Taking Down the Battle Lines of Marriage

100%, that's what is required, not 50%. We said it takes 100% commitment to make a marriage work. Marriage works best when each spouse gives all of themselves to the other; they give their lives to serve and sacrifice for the other. What doesn't work is keeping score to see that they have maintained their 50% share.

Think about it. Aren't most fights really about control? We fight over who controls the money. we fight over whose pet project the money gets spent on. We fight over whose time is more valuable. Why do we always feel the need to fight for our rights? Dan Allendar and Tremper Longman write:
"The typical fight over who ought to pick up the kids usually is about whose time is more valuable, who works the hardest, and who is least appreciated. It is not wrong to alternate chores or divvy up responsibilities, but the hurtful interactions usually reflect drawing battle lines over more petty matters."
Those fights happen because we feel we have to keep score.

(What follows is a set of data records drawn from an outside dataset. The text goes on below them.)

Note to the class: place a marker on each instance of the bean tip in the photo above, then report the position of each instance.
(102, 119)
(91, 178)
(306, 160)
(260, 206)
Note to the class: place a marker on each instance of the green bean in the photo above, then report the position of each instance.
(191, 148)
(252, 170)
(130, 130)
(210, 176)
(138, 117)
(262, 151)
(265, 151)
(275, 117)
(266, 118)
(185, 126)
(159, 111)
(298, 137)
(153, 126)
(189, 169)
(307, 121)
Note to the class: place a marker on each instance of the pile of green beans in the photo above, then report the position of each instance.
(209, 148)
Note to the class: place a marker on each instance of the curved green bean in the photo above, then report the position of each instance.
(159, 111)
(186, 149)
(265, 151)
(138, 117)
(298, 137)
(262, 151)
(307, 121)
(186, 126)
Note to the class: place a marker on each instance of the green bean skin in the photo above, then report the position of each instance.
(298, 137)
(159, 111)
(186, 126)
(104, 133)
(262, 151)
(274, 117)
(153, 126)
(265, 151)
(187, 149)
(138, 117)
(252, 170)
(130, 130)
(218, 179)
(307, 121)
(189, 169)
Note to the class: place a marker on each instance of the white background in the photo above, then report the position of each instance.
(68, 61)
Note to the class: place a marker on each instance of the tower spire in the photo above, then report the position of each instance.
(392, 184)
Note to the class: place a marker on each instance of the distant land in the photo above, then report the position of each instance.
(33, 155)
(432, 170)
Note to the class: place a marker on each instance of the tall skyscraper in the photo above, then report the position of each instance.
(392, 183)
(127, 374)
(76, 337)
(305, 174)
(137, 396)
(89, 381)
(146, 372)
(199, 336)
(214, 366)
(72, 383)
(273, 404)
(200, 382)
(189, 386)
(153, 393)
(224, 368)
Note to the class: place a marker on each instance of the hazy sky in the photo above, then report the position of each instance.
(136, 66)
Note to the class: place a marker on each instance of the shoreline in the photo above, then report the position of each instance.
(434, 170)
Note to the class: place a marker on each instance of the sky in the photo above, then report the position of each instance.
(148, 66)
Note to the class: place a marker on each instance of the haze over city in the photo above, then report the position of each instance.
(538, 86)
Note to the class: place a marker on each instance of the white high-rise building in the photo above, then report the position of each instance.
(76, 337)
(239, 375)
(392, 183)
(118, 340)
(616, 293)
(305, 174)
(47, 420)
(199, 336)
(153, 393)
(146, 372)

Why do we do that? Why can't we obey the command of God to submit? Why can't we obey the command to give ourselves away to our spouse? Philippians 2:23-4, a section of Scripture I refer to over and over, says,
"Let nothing be done through selfish ambition or conceit, but in lowliness of mind let each esteem others better than himself. Let each look out not only for his own interests, but also for the interests of others."
Why are we so quick to fight for our own rights, while God tells us, no, commands us, to look out for the rights of others? Why - especially with this one special person, our spouse, that we have chosen out of all the people in the world to covenantally commit our lives to serving - why would we feel the need to keep score? God says give your life away. Give it to your spouse. Give it without reservation. Yes, you might be hurt and hurt badly. Yes, there is a risk in this that your spouse may not reciprocate. But that's the only way you will ever achieve true joy in your marriage.

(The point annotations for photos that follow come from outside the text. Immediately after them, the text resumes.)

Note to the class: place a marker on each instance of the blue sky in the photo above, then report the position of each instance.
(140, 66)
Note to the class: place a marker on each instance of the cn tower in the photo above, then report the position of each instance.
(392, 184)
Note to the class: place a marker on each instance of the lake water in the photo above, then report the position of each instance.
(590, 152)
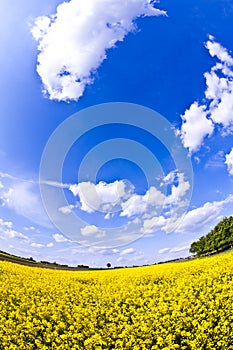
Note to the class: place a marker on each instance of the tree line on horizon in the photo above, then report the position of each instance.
(218, 239)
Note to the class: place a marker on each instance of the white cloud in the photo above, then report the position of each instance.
(200, 120)
(8, 232)
(120, 198)
(153, 224)
(60, 238)
(74, 42)
(102, 196)
(66, 209)
(92, 230)
(229, 162)
(127, 251)
(178, 191)
(195, 127)
(215, 49)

Jesus, of course, set the example. In Romans 5:8 it says, "But God demonstrates His own love toward us, in that while we were still sinners, Christ died for us." Jesus willingly died for us - for you, for me - even while we were still still sinners; still His enemies. Christ died for us before we could even partially reciprocate. Yet, for us, He gave His all.

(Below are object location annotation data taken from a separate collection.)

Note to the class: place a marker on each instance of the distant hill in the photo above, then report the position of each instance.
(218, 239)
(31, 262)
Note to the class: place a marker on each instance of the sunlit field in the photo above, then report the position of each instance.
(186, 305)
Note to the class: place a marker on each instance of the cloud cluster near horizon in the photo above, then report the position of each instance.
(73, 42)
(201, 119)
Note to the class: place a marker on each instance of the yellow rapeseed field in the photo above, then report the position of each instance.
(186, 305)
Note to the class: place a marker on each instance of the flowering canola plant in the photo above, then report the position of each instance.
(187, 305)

But because of that, He can demand our all. Look at what Jesus said in Matthew 16:24-26:
"Then Jesus said to His disciples, 'If anyone desires to come after Me, let him deny himself, and take up his cross, and follow Me. For whoever desires to save his life will lose it, but whoever loses his life for my sake will find it. For what profit is it to a man if he gains the whole world, and loses his own soul? Or what will a man give in exchange for his soul?'"
If we want to be Christ's disciples, He requires our total commitment. Following Jesus requires our all. It requires denying ourselves. following Jesus requires we give Him our very lives. So if God asks a wife to submit to her husband, or if God asks a husband to sacrificially love his wife, that should be a simple matter. It should be a way we can serve God.